Le rôle de la détection quand le patch prend du retard

Prioriser les correctifs revient à accepter, de manière assumée, qu’une partie du parc reste vulnérable. Cette dette doit être compensée par la détection : journalisation centralisée, supervision des accès aux consoles d’administration, alerte sur les comportements post-exploitation plutôt que sur l’exploit lui-même. Un SOC qui détecte l’usage anormal d’un compte de service compense un correctif appliqué avec trois semaines de retard.

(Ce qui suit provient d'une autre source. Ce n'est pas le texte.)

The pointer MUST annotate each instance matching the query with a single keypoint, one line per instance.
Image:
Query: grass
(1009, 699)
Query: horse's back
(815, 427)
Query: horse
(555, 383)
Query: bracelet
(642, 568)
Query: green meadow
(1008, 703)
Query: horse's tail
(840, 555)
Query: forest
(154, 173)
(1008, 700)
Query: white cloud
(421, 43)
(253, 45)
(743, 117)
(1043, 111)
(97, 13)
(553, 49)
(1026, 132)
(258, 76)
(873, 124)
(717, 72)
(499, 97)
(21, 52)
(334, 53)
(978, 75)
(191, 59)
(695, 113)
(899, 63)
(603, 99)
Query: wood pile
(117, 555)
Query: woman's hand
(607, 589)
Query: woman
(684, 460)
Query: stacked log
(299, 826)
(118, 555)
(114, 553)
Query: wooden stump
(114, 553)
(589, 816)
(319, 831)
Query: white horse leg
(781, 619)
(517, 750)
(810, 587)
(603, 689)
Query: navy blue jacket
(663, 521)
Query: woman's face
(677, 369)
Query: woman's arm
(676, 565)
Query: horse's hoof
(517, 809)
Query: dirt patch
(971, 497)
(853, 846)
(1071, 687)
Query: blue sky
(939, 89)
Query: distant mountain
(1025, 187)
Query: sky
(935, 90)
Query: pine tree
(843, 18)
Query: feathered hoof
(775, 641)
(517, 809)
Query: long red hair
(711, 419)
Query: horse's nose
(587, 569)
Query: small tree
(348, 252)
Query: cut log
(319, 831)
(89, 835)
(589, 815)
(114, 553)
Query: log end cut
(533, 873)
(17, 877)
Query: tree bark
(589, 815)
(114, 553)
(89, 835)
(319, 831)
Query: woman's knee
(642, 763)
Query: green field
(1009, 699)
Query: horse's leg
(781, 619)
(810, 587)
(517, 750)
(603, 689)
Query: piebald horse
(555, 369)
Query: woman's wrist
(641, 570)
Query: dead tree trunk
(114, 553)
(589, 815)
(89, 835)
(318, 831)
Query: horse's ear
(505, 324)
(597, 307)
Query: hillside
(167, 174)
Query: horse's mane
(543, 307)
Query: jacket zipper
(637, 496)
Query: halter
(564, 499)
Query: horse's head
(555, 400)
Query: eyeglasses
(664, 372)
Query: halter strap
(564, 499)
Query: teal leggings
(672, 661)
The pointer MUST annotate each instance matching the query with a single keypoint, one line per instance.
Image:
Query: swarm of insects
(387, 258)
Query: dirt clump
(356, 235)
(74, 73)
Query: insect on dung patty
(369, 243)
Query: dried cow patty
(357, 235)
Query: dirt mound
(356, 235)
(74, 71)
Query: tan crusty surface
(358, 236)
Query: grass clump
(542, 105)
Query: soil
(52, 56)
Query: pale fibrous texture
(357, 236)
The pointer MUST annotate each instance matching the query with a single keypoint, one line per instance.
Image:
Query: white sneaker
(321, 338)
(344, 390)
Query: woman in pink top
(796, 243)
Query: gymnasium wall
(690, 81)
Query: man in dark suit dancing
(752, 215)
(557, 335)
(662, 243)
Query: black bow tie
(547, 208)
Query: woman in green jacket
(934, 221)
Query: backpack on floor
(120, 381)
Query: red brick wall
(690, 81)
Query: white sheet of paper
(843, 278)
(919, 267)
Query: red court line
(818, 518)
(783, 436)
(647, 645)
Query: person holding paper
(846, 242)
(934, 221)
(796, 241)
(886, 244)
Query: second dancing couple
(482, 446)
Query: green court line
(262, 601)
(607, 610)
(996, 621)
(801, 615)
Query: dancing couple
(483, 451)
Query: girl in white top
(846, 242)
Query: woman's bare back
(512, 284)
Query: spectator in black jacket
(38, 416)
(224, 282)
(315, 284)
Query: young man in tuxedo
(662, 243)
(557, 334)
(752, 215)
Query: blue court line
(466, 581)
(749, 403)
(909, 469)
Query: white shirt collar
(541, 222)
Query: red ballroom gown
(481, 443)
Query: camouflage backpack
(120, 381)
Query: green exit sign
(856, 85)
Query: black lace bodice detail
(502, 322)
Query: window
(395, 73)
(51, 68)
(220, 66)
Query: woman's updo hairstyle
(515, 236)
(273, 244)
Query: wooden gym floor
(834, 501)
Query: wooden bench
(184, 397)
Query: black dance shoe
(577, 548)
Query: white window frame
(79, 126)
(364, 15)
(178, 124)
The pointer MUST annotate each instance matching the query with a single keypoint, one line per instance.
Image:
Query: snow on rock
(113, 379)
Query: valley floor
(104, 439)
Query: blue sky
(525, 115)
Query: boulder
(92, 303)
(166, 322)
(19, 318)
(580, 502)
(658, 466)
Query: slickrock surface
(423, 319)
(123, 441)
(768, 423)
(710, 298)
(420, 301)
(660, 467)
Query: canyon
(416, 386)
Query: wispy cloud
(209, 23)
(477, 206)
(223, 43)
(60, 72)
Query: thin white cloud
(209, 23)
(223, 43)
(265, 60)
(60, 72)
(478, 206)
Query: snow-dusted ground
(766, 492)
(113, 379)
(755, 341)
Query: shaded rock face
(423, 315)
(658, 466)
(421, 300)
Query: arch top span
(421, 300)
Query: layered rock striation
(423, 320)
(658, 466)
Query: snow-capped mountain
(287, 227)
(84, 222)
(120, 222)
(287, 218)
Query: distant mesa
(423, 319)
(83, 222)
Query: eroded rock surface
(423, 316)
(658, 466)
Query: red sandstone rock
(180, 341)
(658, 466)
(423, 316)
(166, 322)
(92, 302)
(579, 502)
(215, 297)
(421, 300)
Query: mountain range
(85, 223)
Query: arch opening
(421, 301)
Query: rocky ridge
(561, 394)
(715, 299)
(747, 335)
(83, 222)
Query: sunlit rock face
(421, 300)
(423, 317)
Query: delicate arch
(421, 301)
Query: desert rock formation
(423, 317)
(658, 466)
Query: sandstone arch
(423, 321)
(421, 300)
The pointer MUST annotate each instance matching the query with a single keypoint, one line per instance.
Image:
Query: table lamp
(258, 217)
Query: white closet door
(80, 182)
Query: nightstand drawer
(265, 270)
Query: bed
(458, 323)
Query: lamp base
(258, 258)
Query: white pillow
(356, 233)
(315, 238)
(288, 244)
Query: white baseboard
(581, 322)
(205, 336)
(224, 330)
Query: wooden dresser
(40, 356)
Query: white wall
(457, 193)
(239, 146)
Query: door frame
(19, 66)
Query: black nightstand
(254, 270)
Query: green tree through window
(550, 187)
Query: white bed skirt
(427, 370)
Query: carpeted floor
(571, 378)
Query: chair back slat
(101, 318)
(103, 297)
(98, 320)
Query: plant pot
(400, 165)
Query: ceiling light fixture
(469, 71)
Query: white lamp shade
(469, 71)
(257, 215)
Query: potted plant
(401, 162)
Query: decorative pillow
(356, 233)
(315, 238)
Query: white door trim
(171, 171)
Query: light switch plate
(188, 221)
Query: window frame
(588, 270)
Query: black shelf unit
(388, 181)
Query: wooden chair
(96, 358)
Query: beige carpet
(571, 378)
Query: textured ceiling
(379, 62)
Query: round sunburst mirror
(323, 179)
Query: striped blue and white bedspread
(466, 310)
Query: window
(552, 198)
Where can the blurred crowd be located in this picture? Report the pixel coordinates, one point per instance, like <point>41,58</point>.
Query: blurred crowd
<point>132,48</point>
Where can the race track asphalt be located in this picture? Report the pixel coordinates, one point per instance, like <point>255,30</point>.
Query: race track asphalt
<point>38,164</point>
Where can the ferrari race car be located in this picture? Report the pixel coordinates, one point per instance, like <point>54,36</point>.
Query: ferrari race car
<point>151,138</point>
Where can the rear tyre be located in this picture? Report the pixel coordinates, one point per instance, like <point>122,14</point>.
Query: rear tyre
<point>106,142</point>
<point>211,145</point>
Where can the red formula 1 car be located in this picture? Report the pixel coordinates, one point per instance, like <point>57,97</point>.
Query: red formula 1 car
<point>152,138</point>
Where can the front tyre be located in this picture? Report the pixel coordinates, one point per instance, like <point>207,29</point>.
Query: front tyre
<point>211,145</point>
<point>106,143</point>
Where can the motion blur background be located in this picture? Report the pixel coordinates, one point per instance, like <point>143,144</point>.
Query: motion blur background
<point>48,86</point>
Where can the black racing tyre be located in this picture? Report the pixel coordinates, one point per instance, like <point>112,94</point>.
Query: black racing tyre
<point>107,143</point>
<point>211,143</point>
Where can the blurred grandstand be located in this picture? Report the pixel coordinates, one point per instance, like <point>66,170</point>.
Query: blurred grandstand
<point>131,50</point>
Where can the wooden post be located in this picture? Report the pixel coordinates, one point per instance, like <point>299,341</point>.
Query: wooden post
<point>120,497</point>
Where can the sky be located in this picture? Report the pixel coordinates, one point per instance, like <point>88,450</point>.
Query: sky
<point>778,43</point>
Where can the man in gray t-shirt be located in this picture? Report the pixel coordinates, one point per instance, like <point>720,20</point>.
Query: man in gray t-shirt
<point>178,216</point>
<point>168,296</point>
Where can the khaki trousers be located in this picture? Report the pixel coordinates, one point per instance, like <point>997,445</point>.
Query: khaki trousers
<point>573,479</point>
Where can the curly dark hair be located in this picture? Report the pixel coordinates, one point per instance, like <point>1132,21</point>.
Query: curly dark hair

C’est la combinaison qui protège : un tri par exposition réelle, des délais formalisés, un inventaire fiable et une détection capable de couvrir le résiduel. À l’échelle actuelle de publication des vulnérabilités, prioriser les correctifs n’est plus une bonne pratique parmi d’autres, c’est la seule stratégie de patch management qui tienne dans la durée.